Predictably, once in Portland, Lainie breaks up with her and, less predictably, Juliet confronts the reality of being one of only a few people of color in hipster city. Education comes fast and hard for our heroinepreferred pronouns, poly relationships, banana republics?and betrayal is a constant. In the course of her research projects, Juliet stumbles across a biker dyke librarian, Kira, and Puerto Rican activist Lolita Lebron. Both are inspiring in very different ways. Eventually, sudden and inevitable betrayal takes Juliet on an impromptu trip to Miami for a rendezvous with her woke activist cousin Ava, who fills in the gaps in her queer knowledge bank and provides her that all-important first queer haircut. Thus equipped, Juliet returns to Portland and finally becomes who she's meant to be all along: a less-doubtful dyke who loves herself.
This book will possibly be the first time a young queer kid is introduced to intersectionality, polyamory and privilege in the same fictional storyline. Juliet is a kick-ass, hilarious role model of a fiercely intelligent young person wading through morasses of feminist and queer theory.
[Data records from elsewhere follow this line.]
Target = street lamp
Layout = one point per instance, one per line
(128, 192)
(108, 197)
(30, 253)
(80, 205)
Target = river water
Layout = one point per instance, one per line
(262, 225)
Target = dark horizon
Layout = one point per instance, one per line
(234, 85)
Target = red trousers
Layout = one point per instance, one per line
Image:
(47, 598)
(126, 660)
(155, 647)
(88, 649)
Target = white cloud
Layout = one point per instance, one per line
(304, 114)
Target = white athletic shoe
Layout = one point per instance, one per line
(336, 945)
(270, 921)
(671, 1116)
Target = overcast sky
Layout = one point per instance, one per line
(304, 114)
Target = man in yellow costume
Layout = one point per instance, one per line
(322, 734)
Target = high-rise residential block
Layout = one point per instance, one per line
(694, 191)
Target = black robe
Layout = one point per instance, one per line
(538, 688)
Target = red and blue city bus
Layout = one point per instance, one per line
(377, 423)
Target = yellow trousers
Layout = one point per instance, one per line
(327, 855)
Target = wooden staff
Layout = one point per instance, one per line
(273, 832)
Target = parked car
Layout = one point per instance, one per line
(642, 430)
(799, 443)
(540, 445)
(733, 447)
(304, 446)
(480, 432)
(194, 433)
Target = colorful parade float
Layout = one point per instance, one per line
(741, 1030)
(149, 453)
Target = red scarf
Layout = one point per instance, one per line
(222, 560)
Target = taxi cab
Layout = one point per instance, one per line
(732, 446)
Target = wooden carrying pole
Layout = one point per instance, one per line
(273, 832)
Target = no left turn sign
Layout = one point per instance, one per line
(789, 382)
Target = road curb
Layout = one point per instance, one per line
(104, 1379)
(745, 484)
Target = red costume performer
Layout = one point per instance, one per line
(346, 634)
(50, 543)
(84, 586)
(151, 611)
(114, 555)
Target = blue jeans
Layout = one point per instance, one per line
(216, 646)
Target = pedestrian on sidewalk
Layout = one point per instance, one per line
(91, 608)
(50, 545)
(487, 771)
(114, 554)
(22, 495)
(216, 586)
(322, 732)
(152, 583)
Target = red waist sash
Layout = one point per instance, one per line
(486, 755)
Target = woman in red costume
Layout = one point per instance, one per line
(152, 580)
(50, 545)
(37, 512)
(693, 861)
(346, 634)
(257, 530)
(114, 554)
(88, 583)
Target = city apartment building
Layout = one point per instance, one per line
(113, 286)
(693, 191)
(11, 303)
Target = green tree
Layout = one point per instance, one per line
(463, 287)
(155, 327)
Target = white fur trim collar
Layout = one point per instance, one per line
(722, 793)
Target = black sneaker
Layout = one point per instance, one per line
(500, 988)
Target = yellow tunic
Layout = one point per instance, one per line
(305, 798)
Is the storyline a little impractical? Yes, but that's YA, which deserves more fantasies of queer purple-haired motorcyling librarians. And Rivera clearly waded through these same morasses, which is why she can skewer them so well.
Pick up Juliet Takes a Breath to be amused, validated and enlightened, no matter how old you are; however, young dykes of color might particularly appreciate this book.